May 28 was the first day of the 10th Islamic Consultative Assembly, otherwise known as the Iranian parliament or Majlis. This time it is expected to be a very different house of 290 parliamentarians because of its makeup of reformist, independent and conservative parliamentarians after the elections earlier this year.
The new legislature which was elected in a hugely energetic and peaceful election – at least by recent Iranian standards – was elected on February 26 initially, with final run-off voting on April 29. In February, Reformist and Independent candidates swept the polls, winning over 66% of the total seats (42% for Reformist and 22.41% for Independent respectively). Meanwhile conservative candidates, “Principalists” as they are known in local currency, gained another 29% of the total seats.
The remaining seven seats were reserved for Iran’s ethnic religious minorities including Armenians, Jews, Assyrians and Zoroastrians.
This year’s parliament is also notable for its number of women MPs, who for the first time since the Iranian Revolution of 1979 outnumber the number of seated clerics in the main house.
Pictures and video from the May 28 opening show a full house of all senior politicians as well as religious figures, many of whom play important roles in the levers of power in the country, whether in the main parliament building or the other institutions of the Islamic Republic.
The current supreme leader of the Islamic Republic, Ayatollah Seyyed Ali Khamenei, issued a message to the parliamentarians. In his message the clerical leader stated his wish for the MPs to “realise the resistance economy” – an economic plan set out by him to improve the state of manufacturing in the country as opposed to relying solely on imports, and “to uphold the status of the Islamic Revolution against global arrogance and excessive demands”.

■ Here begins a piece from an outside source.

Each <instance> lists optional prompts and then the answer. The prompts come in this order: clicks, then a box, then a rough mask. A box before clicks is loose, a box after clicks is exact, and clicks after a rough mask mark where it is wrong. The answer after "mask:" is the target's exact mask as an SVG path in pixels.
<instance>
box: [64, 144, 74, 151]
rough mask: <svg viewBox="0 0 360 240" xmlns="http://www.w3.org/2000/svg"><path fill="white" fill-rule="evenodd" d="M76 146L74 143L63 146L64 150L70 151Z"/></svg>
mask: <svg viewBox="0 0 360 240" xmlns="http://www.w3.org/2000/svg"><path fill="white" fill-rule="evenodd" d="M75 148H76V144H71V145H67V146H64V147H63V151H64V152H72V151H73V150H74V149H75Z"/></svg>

Using the term “global arrogance” Khamenei is directly referring to Western states – particularly the UK and US – and their perceived meddling in regional affairs currently and in the past.
“There are other priorities in different sections that pertain to national authority, reinforcement of security and the country’s impregnability, which guarantee the establishment of social justice, and the country’s independence and advancement,” he said, according to Islamic Republic of Iran Broadcasting.
Battle for the speaker’s seat
On May 29 Ali Larijani, the incumbent house speaker, was reelected to chair the parliamentary debates. Larijani secured his third term as leader of parliament by taking 173 of the 281 votes, while his main rival Mohammad Reza Aref took only 103 votes.
Larijani, running this time on an independent agenda, has previously acted well beyond his narrowly defined role, even becoming a special rapporteur on several occasions to regional and international capitals, and urged the previous parliament to support the nuclear negotiations with the West.
Up until this week it was looking increasingly likely that Larijani could lose his seat to reformist rival Mohammad Reza Aref, who was pushing hard for the position, according to local media outlets. Aref, a staunchly liberal politician – at least by the standards of the Islamic Republic – hit the headlines in 2013 when he pulled out of the presidential race in favour of incumbent President Hassan Rouhani. He had been expected to split the reformist vote.
To the Principalist group both are too easygoing for their liking, especially after the nuclear deal went through, but the minority grouping in the parliament have had to accept the lesser of two liberals in the form of Larijani.
Neither the reformist grouping nor the principalists have a majority in parliament. The numbers are not currently out on who voted which way, but it is likely the Independents held the day by pushing through Larijani.